This article covers the following aspects of Audiocodes SBC configuration:

  • Components and call flows
  • Basic configuration for standard SIP and RTP
    • New Proxy Set for Mindful Callback
    • Dial Plan Rule for calls to Mindful
    • Coders Allowed Group
    • IP Profile for Mindful
    • IP Group for Mindful
    • IP-to-IP Profile for calls to Mindful
  • Additional configuration for SIP over TLS with SRTP
    • Import the Mindful Callback TLS certificates as Trusted Root Certificates
    • Verify the SIP Interface TLS port and Context
    • Modify the Proxy Address to use TLS transport
    • Configure Media Security settings to enable SRTP
    • Modify the IP Profile to use SRTP
Note:

This guide assumes the following:

  • Both the agent leg and customer leg of a callback are delivered via the SBC.

  • The SBC is either:
    • Behind a NAT Firewall not using SIP ALG with a public IP configured in the SBC,
    • Behind a NAT Firewall using SIP ALG,
    • Or acting as an edge device and configured with a public IP.
  • The SBC is configured using a two-wire architecture – one private and one public interface. If this is not the case, adjust the configuration as needed while following this guide.

  • The SBC is already configured to send calls out to the PSTN network via a telephony service provider and to route calls into the contact center (via something like Genesys SIP Server).

  • This guide was produced based on release 7.20A of the Audiocodes SBC. Some configuration may appear differently in older releases. Consult the Audiocodes documentation for your version to supplement the steps listed in this guide.

  • Prior knowledge of Audiocodes SBC configuration, operation, and troubleshooting is assumed for users of this guide.

  • The configuration in this guide is an example and may be used as a template for integrating with Mindful. Any sample code in this guide should not be considered ready for production.

Before you begin

Consider the following factors before beginning the integration process.

  • If there are any firewalls between the SBC and Mindful Callback, the Mindful Callback SIP and RTP IP addresses provided by the Mindful Solution Delivery team should be whitelisted against the public IP for the SBC in those firewalls. If you use TLS as the SIP transport protocol, it is also recommended that firewall SIP ALG (packet inspection) be disabled for this traffic.

  • If your architecture includes more than one SBC, verify that the configuration is performed on each SBC that is involved in the Mindful call flow.

  • Consider any Mindful Callback IP address, FQDN, or SIP URI in this guide as an example that may not apply to your solution. The Mindful Callback IP addresses, FQDNs, and URIs specific to your integration will be provided by Mindful.

  • We recommend that a non-TLS configuration be implemented and tested before applying the TLS and SRTP configuration to verify that the integration is functioning.
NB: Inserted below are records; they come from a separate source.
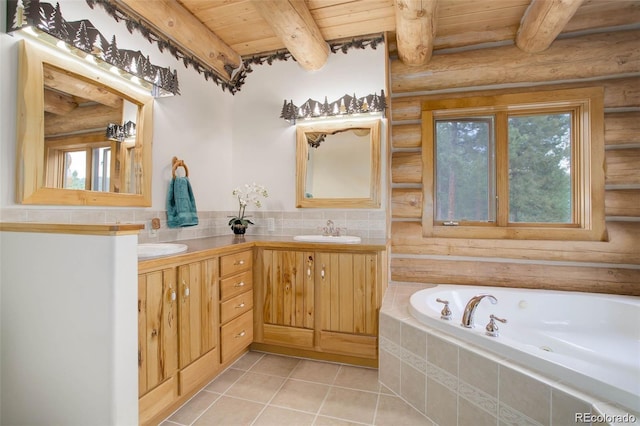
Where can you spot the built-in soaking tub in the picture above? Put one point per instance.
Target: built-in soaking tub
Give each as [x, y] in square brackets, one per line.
[588, 341]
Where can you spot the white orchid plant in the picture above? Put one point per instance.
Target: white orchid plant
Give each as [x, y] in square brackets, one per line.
[247, 194]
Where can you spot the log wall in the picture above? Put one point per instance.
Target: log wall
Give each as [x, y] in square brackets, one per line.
[610, 60]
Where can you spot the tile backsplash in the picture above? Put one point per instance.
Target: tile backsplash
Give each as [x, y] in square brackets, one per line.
[363, 223]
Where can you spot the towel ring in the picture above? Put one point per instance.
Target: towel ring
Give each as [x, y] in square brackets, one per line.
[178, 163]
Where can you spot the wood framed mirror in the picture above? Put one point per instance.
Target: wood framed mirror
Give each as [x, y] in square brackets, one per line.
[338, 164]
[63, 154]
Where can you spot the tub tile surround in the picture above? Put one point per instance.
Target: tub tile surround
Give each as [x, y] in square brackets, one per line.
[362, 223]
[455, 383]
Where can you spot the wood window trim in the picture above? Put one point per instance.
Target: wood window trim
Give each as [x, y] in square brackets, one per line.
[587, 154]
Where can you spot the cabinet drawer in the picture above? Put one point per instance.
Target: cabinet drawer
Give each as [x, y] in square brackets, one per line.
[236, 284]
[233, 263]
[236, 306]
[236, 335]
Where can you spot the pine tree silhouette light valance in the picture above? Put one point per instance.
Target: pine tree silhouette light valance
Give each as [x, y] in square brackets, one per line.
[83, 36]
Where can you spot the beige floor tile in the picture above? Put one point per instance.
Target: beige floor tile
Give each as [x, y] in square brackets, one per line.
[316, 371]
[349, 404]
[247, 360]
[256, 387]
[358, 378]
[224, 381]
[194, 407]
[230, 412]
[275, 365]
[276, 416]
[330, 421]
[300, 395]
[393, 411]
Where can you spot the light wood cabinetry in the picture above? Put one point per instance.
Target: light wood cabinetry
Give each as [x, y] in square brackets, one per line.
[198, 320]
[157, 328]
[349, 302]
[236, 304]
[157, 341]
[287, 304]
[325, 302]
[178, 332]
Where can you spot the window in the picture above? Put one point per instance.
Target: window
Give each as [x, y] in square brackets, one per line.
[522, 166]
[79, 162]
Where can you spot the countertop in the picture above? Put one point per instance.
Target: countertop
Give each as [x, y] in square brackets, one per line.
[211, 246]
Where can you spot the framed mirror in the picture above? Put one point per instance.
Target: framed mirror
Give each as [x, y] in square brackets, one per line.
[65, 155]
[338, 164]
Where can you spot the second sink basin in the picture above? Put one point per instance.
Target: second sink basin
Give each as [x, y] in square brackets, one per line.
[341, 239]
[147, 251]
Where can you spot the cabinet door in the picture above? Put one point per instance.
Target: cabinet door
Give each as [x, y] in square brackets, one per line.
[348, 289]
[157, 328]
[198, 309]
[288, 308]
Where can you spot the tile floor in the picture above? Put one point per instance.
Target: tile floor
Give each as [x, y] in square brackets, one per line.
[264, 389]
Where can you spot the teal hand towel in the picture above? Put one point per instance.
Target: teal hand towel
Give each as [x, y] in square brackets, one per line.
[181, 206]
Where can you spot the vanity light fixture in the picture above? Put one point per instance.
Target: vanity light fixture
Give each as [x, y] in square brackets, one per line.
[44, 22]
[345, 106]
[120, 133]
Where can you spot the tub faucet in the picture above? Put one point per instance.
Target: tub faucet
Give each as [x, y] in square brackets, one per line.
[470, 309]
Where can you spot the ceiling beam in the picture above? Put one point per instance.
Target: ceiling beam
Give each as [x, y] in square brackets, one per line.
[171, 19]
[292, 22]
[543, 21]
[415, 30]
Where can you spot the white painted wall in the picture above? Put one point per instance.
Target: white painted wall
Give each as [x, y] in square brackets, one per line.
[69, 336]
[264, 145]
[225, 140]
[194, 126]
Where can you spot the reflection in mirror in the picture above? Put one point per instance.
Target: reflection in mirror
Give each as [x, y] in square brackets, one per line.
[339, 164]
[70, 159]
[79, 154]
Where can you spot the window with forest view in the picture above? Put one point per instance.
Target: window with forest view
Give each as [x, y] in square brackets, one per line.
[515, 166]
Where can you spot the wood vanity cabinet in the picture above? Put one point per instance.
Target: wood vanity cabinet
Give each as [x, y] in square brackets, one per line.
[325, 303]
[198, 322]
[178, 330]
[157, 341]
[288, 295]
[157, 328]
[236, 304]
[349, 302]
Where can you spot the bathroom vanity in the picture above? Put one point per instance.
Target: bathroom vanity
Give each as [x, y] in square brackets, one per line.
[198, 311]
Some logs and traces may be unavailable once the signaling and media are encrypted.

Components and call flows

TermDefinition
CACertificate Authority: A public (such as Verisign or Entrust) or private (corporate) entity that signs TLS certificates for use in secure communication
SBCSession Border Controller
DIDDirect Inward Dialing phone number
FQDNFully qualified domain name: A complete domain name for a specific computer, or host, on the internet
ITSPInternet Telephony Service Provider: A provider of SIP telephony services that acts as an interface between SIP networks and the PSTN
NATNetwork Address Translation: A common feature on edge devices, such as firewalls, to map a public IP address to a private IP address
PSTNPSTN is the traditional circuit-switched telephone network that comprises all the worlds telephone networks operated by local carriers.
RTPReal-time protocol: The protocol used for the audio stream of a SIP call
SDPSession Description Protocol: Part of the SIP message structure describing the media (audio) in specific SIP requests and responses
SIPSession Initiation Protocol
SIP ALGSIP Application Layer Gateway: A router/firewall service that inspects SIP packets and rewrites IP addresses (for example, between public and private IPs in SIP headers and SDP)
SRTPSecure real-time protocol: Encrypted RTP
TLSTransport Layer Security: Used to encrypt network traffic between two points (SIP signaling in this case)
URIUniform Resource Identifier: A unique sequence of characters that identifies a logical or physical resource used by SIP technologies

Example call flows for inbound and callback interactions are included below.

Inbound call flow

call flow diagram
  • A customer calls into the contact center. The call lands on the SBC from the ITSP.
  • The SBC INVITEs the contact center (such as Genesys SIP Server).
  • A routing script sends the call back out to the SIP number provisioned in Mindful Callback ,either using a new INVITE or a REFER to the SBC.
  • The SBC sends an INVITE to Mindful Callback. The customer hears the callback offer prompts from Mindful.

Choose hold call flow

choose hold call flow diagram
  • A customer declines a callback offer. Mindful sends a REFER to the SBC with a Refer-To header containing the contact-center number (typically a queuing DN).
  • The SBC INVITEs the contact center (via a component lik Genesys SIP Server).
  • The call queues at normal inbound priority for the next agent.

Callback call flow

callback call flow diagram
  • Mindful Callback sends an INVITE to the SBC using the customer callback number as the destination number.
  • The SBC sends the call out to the customer over the PSTN.
  • Once the customer answers the call, Mindful sends an INVITE to the SBC with the Contact Center Phone Number configured in Mindful Callback as the destination. This is usually a contact-center DN.
  • The SBC invites the contact center and the call queues at high priority for the next agent. When an agent answers, the customer and agent are connected. At that point Mindful Callback steps out of the signaling path.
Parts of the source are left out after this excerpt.